Melt the data for easier plotting

melted <- melt.data.table(df, id.vars = “gene_ids”, value.name = “expression”)

Create plot

ggplot(melted,
aes(x = reorder(gene_ids, expression),
y = expression,
fill = factor(gene_ids))) +
geom_col(
show.legend = FALSE
) +
scale_fill_brewer(palette = “Dark2”) +
theme_minimal() +
labs(x = “”,
y = “Expression”,
title = “Gene Expression Analysis”) +
geom_text_repel(aes(label = gene_ids))



1. **Loading Libraries**:
   - The code begins by loading several R libraries, including `data.table`, `ggplot2`, `ggforce`, `ggrepel`, and `RColorBrewer`. These libraries provide functions and tools for data manipulation, visualization, and color formatting.

2. **Loading Data**:
   - The data is loaded from a CSV file into a data frame named `df` using the `fread` function from the `data.table` library.

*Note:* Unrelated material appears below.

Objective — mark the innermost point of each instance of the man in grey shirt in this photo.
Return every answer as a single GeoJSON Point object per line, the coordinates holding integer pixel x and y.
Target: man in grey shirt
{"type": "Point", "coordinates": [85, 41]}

3. **Data Transformation**:
   - The data is transformed using the `melt.data.table` function to create a new data frame called `melted`. This process reshapes the data into a format suitable for plotting gene expression levels. The `melt` function takes the data frame `df` and melts it into a long format, with columns for `gene_ids` (gene identifiers) and `expression` (gene expression values).

4. **Creating the Plot**:
   - A ggplot2 plot is created to visualize the gene expression data. The code uses `ggplot(melted, ...)` to specify the data frame (`melted`) to be plotted and the aesthetics (`aes`) such as the x and y axes.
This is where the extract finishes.